Putin received a mild rebuke at a meeting of the China-led Shanghai Cooperation Organization (SCO) in Samarkand, showing that Tokayev was not alone.

There are signs that the Kazakh diaspora in Ukraine is supporting Ukrainian resistance to Russia.

How the Kremlin handles trends and changes in Central Asia is not an open book. But some points cannot be disputed.

First, because nationalists rarely get along with other nationalists, it is unlikely that Putin and his followers would like any non-Russian leader in Kazakhstan. Instead, they are more likely to see the Kazakh leadership as "provincial upstarts" ungrateful to Russia and profiting from theft of post-Soviet wealth.

Secondly, as a right-wing neo-imperialist with a strong "Eurasian" color, it is certain that Putin's team is firmly placing Kazakhstan within the sphere of influence of the so-called "Russian world". In their cognition, Kazakhstan does not have any national sovereignty, and at most it is just a subordinate of Russia.

Third, Putin's inner circle is a combination of the St. Petersburg Mafia and the KGB, and by definition they are extremely suspicious of organizations with similar roots. They have no respect for international law, democratic norms or decency. They only care about one point: "Who is the boss".

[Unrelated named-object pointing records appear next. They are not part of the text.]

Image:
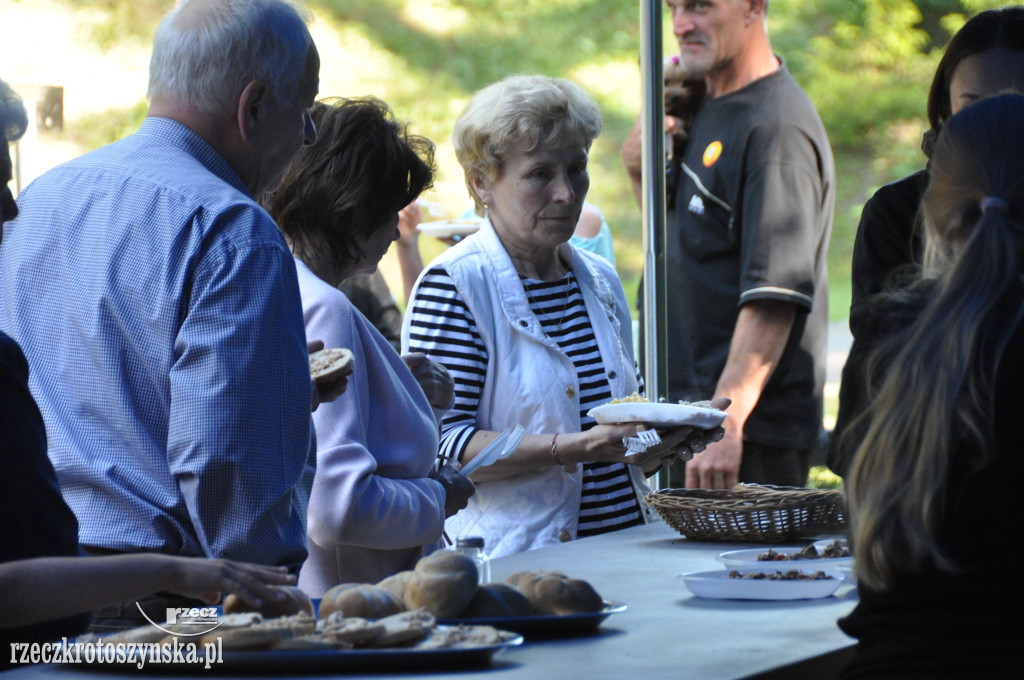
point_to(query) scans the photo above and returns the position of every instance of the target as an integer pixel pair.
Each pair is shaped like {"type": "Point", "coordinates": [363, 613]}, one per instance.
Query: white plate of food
{"type": "Point", "coordinates": [764, 585]}
{"type": "Point", "coordinates": [838, 547]}
{"type": "Point", "coordinates": [783, 558]}
{"type": "Point", "coordinates": [658, 415]}
{"type": "Point", "coordinates": [448, 228]}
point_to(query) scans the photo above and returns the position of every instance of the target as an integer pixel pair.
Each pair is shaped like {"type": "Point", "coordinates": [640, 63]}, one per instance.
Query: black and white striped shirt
{"type": "Point", "coordinates": [442, 327]}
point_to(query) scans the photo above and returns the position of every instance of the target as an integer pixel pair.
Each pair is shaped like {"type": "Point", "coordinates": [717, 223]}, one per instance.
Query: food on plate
{"type": "Point", "coordinates": [260, 635]}
{"type": "Point", "coordinates": [497, 600]}
{"type": "Point", "coordinates": [296, 601]}
{"type": "Point", "coordinates": [836, 549]}
{"type": "Point", "coordinates": [361, 600]}
{"type": "Point", "coordinates": [347, 632]}
{"type": "Point", "coordinates": [634, 397]}
{"type": "Point", "coordinates": [311, 642]}
{"type": "Point", "coordinates": [459, 637]}
{"type": "Point", "coordinates": [404, 628]}
{"type": "Point", "coordinates": [555, 593]}
{"type": "Point", "coordinates": [443, 583]}
{"type": "Point", "coordinates": [331, 363]}
{"type": "Point", "coordinates": [792, 575]}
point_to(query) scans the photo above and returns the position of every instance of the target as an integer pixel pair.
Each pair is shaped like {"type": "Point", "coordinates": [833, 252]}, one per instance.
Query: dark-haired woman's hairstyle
{"type": "Point", "coordinates": [363, 169]}
{"type": "Point", "coordinates": [937, 396]}
{"type": "Point", "coordinates": [13, 120]}
{"type": "Point", "coordinates": [992, 28]}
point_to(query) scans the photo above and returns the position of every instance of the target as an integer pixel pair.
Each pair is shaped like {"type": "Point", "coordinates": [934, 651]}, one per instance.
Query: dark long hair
{"type": "Point", "coordinates": [363, 169]}
{"type": "Point", "coordinates": [937, 395]}
{"type": "Point", "coordinates": [992, 28]}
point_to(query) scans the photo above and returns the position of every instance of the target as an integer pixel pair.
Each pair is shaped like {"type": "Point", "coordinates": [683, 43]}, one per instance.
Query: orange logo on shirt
{"type": "Point", "coordinates": [712, 153]}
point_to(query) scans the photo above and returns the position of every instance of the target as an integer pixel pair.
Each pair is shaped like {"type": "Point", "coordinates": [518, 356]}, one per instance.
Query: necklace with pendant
{"type": "Point", "coordinates": [565, 304]}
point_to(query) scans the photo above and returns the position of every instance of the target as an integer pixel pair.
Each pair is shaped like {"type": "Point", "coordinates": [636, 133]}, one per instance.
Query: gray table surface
{"type": "Point", "coordinates": [665, 632]}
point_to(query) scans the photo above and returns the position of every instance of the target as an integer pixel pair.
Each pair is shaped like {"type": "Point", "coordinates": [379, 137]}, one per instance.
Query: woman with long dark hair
{"type": "Point", "coordinates": [937, 464]}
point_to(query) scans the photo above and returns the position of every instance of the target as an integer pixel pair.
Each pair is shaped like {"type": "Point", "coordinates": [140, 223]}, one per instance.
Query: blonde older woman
{"type": "Point", "coordinates": [534, 331]}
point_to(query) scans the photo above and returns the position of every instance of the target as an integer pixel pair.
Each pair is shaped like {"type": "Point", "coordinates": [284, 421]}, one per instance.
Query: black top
{"type": "Point", "coordinates": [34, 519]}
{"type": "Point", "coordinates": [967, 625]}
{"type": "Point", "coordinates": [887, 255]}
{"type": "Point", "coordinates": [753, 212]}
{"type": "Point", "coordinates": [370, 294]}
{"type": "Point", "coordinates": [889, 241]}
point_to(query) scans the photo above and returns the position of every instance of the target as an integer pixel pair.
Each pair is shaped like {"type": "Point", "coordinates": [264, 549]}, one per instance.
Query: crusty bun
{"type": "Point", "coordinates": [330, 363]}
{"type": "Point", "coordinates": [260, 636]}
{"type": "Point", "coordinates": [361, 600]}
{"type": "Point", "coordinates": [554, 593]}
{"type": "Point", "coordinates": [442, 583]}
{"type": "Point", "coordinates": [497, 600]}
{"type": "Point", "coordinates": [295, 601]}
{"type": "Point", "coordinates": [395, 584]}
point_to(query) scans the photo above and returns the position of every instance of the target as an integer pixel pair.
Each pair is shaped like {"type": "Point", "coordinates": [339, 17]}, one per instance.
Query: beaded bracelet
{"type": "Point", "coordinates": [554, 449]}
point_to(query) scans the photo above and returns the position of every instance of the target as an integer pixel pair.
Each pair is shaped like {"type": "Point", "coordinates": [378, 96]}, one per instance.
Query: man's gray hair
{"type": "Point", "coordinates": [205, 52]}
{"type": "Point", "coordinates": [521, 113]}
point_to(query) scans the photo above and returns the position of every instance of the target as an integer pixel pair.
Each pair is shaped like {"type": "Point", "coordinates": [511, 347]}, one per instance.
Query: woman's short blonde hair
{"type": "Point", "coordinates": [523, 113]}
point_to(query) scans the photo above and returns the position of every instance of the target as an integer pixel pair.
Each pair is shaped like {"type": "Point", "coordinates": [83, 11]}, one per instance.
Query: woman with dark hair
{"type": "Point", "coordinates": [376, 499]}
{"type": "Point", "coordinates": [936, 466]}
{"type": "Point", "coordinates": [536, 331]}
{"type": "Point", "coordinates": [985, 57]}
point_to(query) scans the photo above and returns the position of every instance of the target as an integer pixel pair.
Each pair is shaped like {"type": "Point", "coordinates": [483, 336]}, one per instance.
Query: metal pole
{"type": "Point", "coordinates": [652, 158]}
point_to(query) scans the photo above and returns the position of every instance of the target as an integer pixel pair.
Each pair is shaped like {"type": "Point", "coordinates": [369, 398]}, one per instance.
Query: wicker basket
{"type": "Point", "coordinates": [751, 512]}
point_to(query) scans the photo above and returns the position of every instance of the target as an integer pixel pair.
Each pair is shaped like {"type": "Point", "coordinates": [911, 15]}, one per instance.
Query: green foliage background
{"type": "Point", "coordinates": [865, 64]}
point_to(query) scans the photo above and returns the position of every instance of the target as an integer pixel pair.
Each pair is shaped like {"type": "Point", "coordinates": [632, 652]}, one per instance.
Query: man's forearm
{"type": "Point", "coordinates": [758, 341]}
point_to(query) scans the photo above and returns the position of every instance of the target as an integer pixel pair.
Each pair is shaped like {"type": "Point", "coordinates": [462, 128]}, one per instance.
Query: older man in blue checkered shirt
{"type": "Point", "coordinates": [159, 306]}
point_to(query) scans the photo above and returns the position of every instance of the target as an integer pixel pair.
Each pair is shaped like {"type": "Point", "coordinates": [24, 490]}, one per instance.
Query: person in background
{"type": "Point", "coordinates": [534, 331]}
{"type": "Point", "coordinates": [984, 57]}
{"type": "Point", "coordinates": [35, 521]}
{"type": "Point", "coordinates": [159, 306]}
{"type": "Point", "coordinates": [935, 472]}
{"type": "Point", "coordinates": [749, 221]}
{"type": "Point", "coordinates": [370, 292]}
{"type": "Point", "coordinates": [376, 499]}
{"type": "Point", "coordinates": [47, 589]}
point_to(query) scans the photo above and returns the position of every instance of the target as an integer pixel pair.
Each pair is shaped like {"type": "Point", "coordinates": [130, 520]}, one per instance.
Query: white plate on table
{"type": "Point", "coordinates": [718, 585]}
{"type": "Point", "coordinates": [748, 560]}
{"type": "Point", "coordinates": [824, 543]}
{"type": "Point", "coordinates": [659, 415]}
{"type": "Point", "coordinates": [448, 228]}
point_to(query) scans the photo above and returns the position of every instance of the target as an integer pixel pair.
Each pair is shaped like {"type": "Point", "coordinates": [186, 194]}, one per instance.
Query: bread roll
{"type": "Point", "coordinates": [295, 601]}
{"type": "Point", "coordinates": [442, 583]}
{"type": "Point", "coordinates": [497, 600]}
{"type": "Point", "coordinates": [361, 600]}
{"type": "Point", "coordinates": [554, 593]}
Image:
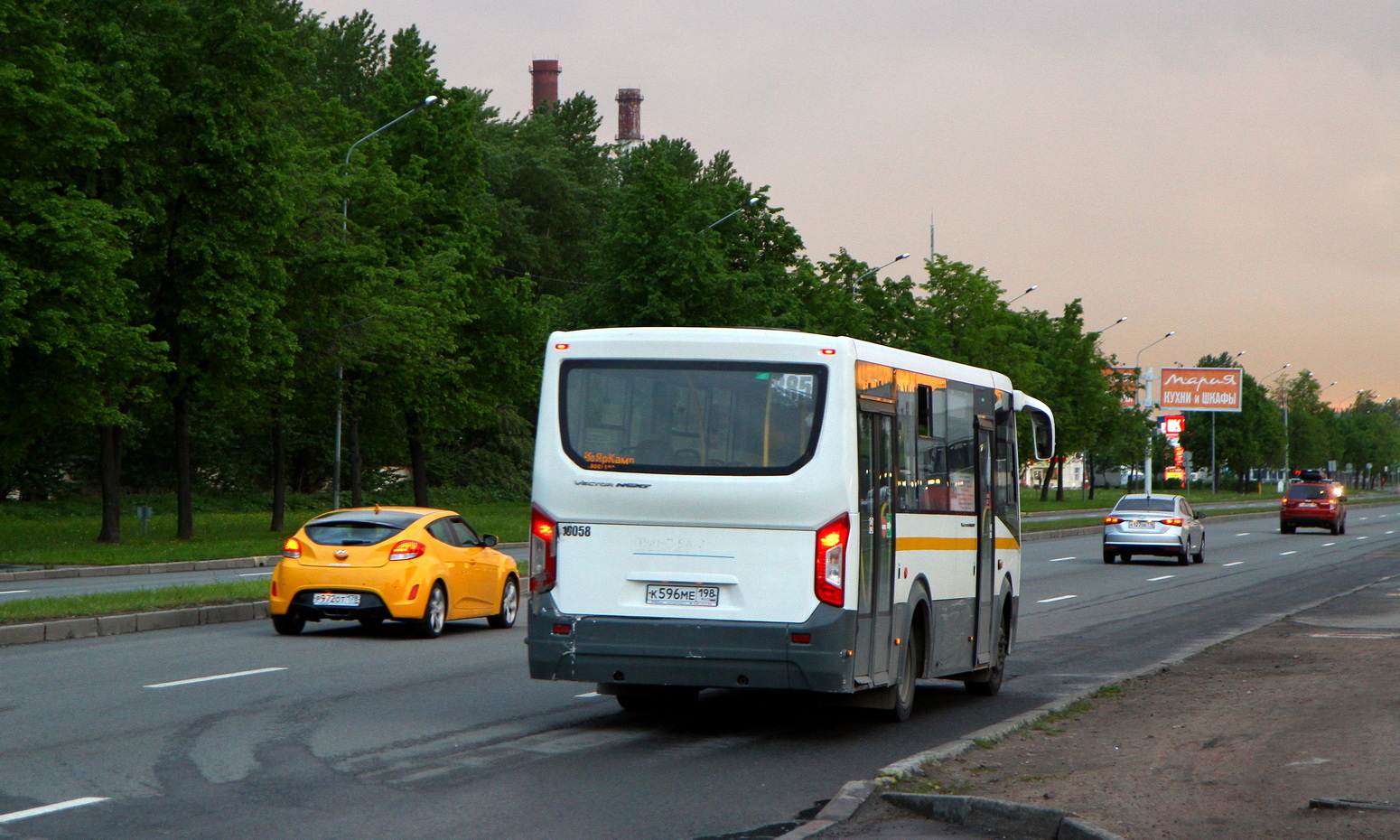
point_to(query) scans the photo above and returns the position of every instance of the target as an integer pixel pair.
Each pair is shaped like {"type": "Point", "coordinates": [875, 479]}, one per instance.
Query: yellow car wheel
{"type": "Point", "coordinates": [509, 605]}
{"type": "Point", "coordinates": [434, 615]}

Once upon a time, Vladimir Putin might well have put Kazakhstan at the top of his next to-conquer list. For him, Baikonur may be as precious as Sevastopol, and there are already signs that the status of Russians in Kazakhstan is no longer superior, which apparently means "discrimination and persecution of Russians".

But such dreams have become a thing of the past. By presenting Russia's real power in an unprecedented and extremely weak display in Ukraine, Putin has alarmed all the former Soviet republics. If Moscow decides to invade them instead at this point, the Russians will find that not only the Kazakhs already have powerful friends and no longer fear Russia, but China may now see Central Asia as its "sphere of influence".

The original author of this article, Norman Davies, is an emeritus professor at University College London, an honorary fellow of St Anthony's College, Oxford University, and the author of several books on Polish and European history.